The two-story brick house where Hillary Clinton grew up still stands at a street corner in the Chicago suburb of Park Ridge.
Nearby, a sign reads “Rodham Corner” — an acknowledgement of the place in history occupied by this small hamlet near the city’s O’Hare airport.
It is a place that impacted and shaped a young Hillary Rodham – before she went off to college, married Bill Clinton, and became the Democratic Party’s presidential nominee in 2016.
“My childhood in the 1950s and the politics of the 1960s awakened my sense of obligation to my country and my commitment to service,” Clinton wrote in her 2003 memoir “Living History.”
During that period after World War II, Park Ridge — a suburb that was all-white, Republican and conservative — was the center of Clinton’s world.
“My parents felt comfortable in Park Ridge among all the other veterans who chose it for its excellent public schools, parks, tree-lined streets, wide sidewalks and comfortable family homes,” Clinton wrote.
As a child, she was exposed to both traditional Republican beliefs and competing viewpoints from the outside — especially from the civil rights movement.
“My favorite memory is walking home from school with Hillary, and the many opportunities we had to talk,” said Ernest Ricketts, who attended kindergarten through high school with the former secretary of state.
“She was always very interested in current events. She was interested in history.”
Clinton’s critics often criticize her consistency on the issues, saying she is a chameleon who changes her beliefs based on political winds.
But her childhood in Park Ridge offers a clue into Clinton’s worldview, which evolved through discussions and debates with those on both sides of the ideological spectrum.
– Clinton’s parents –
Clinton’s father Hugh Rodham was a staunch Republican. The owner of a drapery business and the product of a working-class family, he believed in small government, individual responsibility and working hard for what you get.

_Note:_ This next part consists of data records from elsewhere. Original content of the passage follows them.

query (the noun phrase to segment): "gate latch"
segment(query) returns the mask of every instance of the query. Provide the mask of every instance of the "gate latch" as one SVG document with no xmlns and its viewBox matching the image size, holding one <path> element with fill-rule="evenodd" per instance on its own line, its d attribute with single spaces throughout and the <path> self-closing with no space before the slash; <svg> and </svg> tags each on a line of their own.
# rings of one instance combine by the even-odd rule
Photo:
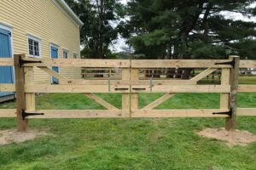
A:
<svg viewBox="0 0 256 170">
<path fill-rule="evenodd" d="M 232 117 L 233 115 L 233 110 L 230 109 L 229 111 L 225 112 L 213 112 L 213 115 L 228 115 L 230 118 Z"/>
<path fill-rule="evenodd" d="M 224 62 L 224 63 L 215 63 L 215 65 L 230 65 L 232 66 L 233 69 L 235 68 L 235 64 L 236 64 L 235 59 L 233 59 L 233 60 L 228 61 L 228 62 Z"/>
<path fill-rule="evenodd" d="M 38 116 L 38 115 L 44 115 L 44 113 L 27 113 L 24 110 L 24 109 L 22 110 L 22 119 L 25 120 L 25 118 L 26 116 Z"/>
<path fill-rule="evenodd" d="M 28 64 L 28 63 L 42 63 L 42 61 L 31 61 L 31 60 L 25 60 L 23 59 L 21 59 L 21 57 L 20 57 L 19 59 L 19 64 L 20 64 L 20 68 L 21 68 L 21 66 L 24 65 L 24 64 Z"/>
</svg>

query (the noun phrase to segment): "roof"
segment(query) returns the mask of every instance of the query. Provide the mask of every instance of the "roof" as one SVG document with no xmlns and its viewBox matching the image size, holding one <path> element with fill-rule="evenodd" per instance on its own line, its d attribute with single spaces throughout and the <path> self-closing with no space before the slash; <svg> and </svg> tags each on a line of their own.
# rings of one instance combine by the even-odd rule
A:
<svg viewBox="0 0 256 170">
<path fill-rule="evenodd" d="M 70 7 L 65 3 L 64 0 L 53 0 L 53 2 L 57 5 L 58 8 L 62 10 L 67 16 L 73 20 L 77 25 L 83 26 L 84 23 L 80 19 L 74 14 L 74 12 L 70 8 Z"/>
</svg>

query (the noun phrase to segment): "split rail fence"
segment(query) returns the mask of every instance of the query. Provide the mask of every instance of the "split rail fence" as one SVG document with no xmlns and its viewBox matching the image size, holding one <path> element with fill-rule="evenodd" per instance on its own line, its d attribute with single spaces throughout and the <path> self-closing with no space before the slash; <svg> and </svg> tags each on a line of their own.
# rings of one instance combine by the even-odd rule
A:
<svg viewBox="0 0 256 170">
<path fill-rule="evenodd" d="M 238 85 L 239 68 L 256 68 L 256 60 L 82 60 L 33 59 L 16 54 L 14 59 L 0 59 L 0 66 L 15 66 L 15 84 L 0 84 L 0 92 L 16 93 L 16 109 L 0 110 L 0 117 L 17 117 L 19 131 L 26 131 L 28 118 L 94 118 L 94 117 L 225 117 L 226 129 L 236 128 L 236 116 L 256 116 L 256 108 L 236 108 L 238 92 L 256 92 L 256 85 Z M 68 79 L 51 70 L 53 66 L 83 68 L 119 68 L 121 79 Z M 59 79 L 60 84 L 34 83 L 34 67 Z M 204 68 L 189 80 L 139 79 L 139 69 Z M 198 84 L 215 71 L 221 71 L 220 84 Z M 83 93 L 108 110 L 36 110 L 37 93 Z M 94 93 L 122 94 L 122 108 L 118 109 Z M 166 93 L 142 109 L 138 94 Z M 156 110 L 156 106 L 178 93 L 218 93 L 219 109 Z"/>
</svg>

Clinton’s mother Dorothy Rodham was a Democrat. Abandoned by her parents as a child and forced to start working at the age of 14, Dorothy instilled in Clinton empathy for people caught up in circumstances outside their control.
At the dinner table, Clinton’s parents debated the issues, with young Hillary often politically in the middle.
“I grew up between the push and tug of my parents’ values, and my own political beliefs reflect both,” Clinton wrote in her memoir.
She admired her father’s sense of “rugged individualism,” she told The Washington Post in 2007, during her first run for president — a primary battle she lost to Barack Obama.
“But it didn’t explain enough for me about the world, or the world as I would want it to be,” she said.
– Mother a ‘huge influence’ –
Clinton’s mother was a voracious consumer of books, and encouraged the same intellectual curiosity in her daughter.
“Hillary’s mom was a huge influence,” said Clinton’s childhood friend Judy Osgood. “Her mom was just always there and interested in what we were doing.”
Clinton’s parents encouraged their daughter to think beyond the narrow path young women of their time were expected to pursue.
She was pushed to follow her intellectual interests, as well as play sports — an endeavor dominated by boys.
Her mother’s difficult past inspired Clinton’s work as a politician.
“Learning about my mother’s childhood sparked my strong conviction that every child deserves a chance to live up to her God-given potential,” Clinton said in her memoir.
Another big influence was her childhood minister Don Jones, who exposed Clinton to the social issues of the day — taking her and her church youth group in 1962 to hear civil rights leader Martin Luther King Jr. speak in Chicago.
“He gave us a worldview that we didn’t have before,” Ricketts said of Jones’ efforts to expose Park Ridge’s middle class children to the larger world.
Clinton maintained ties with Jones until his death in 2009, and considered him a major influence. She also still maintains contact with several of her childhood friends in Park Ridge.
“She’s very much the same person, especially with all of her high school friends,” said Mike Andrews, who attended Maine South High School with Clinton.
But the impact of decades in the public eye, and the various controversies swirling around her including the revived FBI interest in her use of a private email server while at the State Department — have taken a toll on her image, even in the city where she grew up.
Earlier this year, in her first visit to Park Ridge in more than a decade, Clinton drew hundreds of supporters, but also some protesters.
“Traditionally, this has been a Republican town, and there are people here who are diehard Republicans,” longtime resident Teresa Nuccio told the Chicago Tribune at the time.
“Being from Park Ridge doesn’t necessarily mean everyone will support you.”